Nice beginning, huh? Then throw in Max Von Sydow, Sam Neill and William Hurt dressed in 1940’s inspired clothing and a soundtrack of music specifically composed for the film — featuring, among others, Lou Reed, Elvis Costello, Nick Cave and the Bad Seeds, Talking Heads, U2 — and I was hooked…
Watching Wim Wenders movies make me feel like I do when I read a Paul Auster novel, vaguely superior for having done so. Regardless of my understanding of them.
The exception to the rule is Until the End of the World
1999 turned out to be less bleak than depicted. But the movie still feels like a memory — or a dream– that you can’t shake.
Filmed in 15 cities in seven countries and on four continents, this may be the ultimate road movie. The screenplay was written by Wenders and Peter Carey.

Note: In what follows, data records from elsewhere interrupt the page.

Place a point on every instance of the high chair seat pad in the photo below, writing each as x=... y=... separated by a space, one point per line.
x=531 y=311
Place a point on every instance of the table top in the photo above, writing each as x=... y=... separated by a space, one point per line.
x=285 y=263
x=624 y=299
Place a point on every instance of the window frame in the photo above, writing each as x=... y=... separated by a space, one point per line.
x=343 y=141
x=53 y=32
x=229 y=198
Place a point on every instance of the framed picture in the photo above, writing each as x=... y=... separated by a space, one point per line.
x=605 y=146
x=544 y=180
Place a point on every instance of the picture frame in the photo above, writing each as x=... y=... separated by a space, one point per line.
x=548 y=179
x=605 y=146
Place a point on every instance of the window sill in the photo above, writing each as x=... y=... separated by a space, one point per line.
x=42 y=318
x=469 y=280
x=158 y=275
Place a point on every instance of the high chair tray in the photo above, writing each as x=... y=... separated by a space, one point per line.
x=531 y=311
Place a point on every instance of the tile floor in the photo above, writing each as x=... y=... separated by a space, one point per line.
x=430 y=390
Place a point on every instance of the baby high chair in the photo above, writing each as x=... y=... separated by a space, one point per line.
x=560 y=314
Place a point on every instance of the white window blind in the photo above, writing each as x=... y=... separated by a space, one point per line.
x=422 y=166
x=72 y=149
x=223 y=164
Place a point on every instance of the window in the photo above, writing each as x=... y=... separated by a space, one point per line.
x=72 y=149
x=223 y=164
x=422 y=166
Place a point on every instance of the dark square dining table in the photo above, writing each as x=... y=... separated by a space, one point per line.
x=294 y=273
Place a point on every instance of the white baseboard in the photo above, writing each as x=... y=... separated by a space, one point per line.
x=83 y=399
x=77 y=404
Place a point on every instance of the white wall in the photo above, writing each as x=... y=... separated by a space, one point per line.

Although I’ve heard that Solveig Dommartin, who plays Claire, the protagonist, had a hand in it. She was Wenders girlfriend at the time, but is uncredited as a writer on his website. Because they were denied rights to film in China, Wenders gave her a handheld digital camera and sent her on vacation. The resulting “video diary” (vlog?) is emailed and becomes part of the story of Claire’s adventures. (N.B. Ms. Dommartin died at age 45 in 2007.)
So if you need to pick an appropriate movie to watch on the day after Earth Day, you may want to settle in for the three hour visual feast, if you can find it.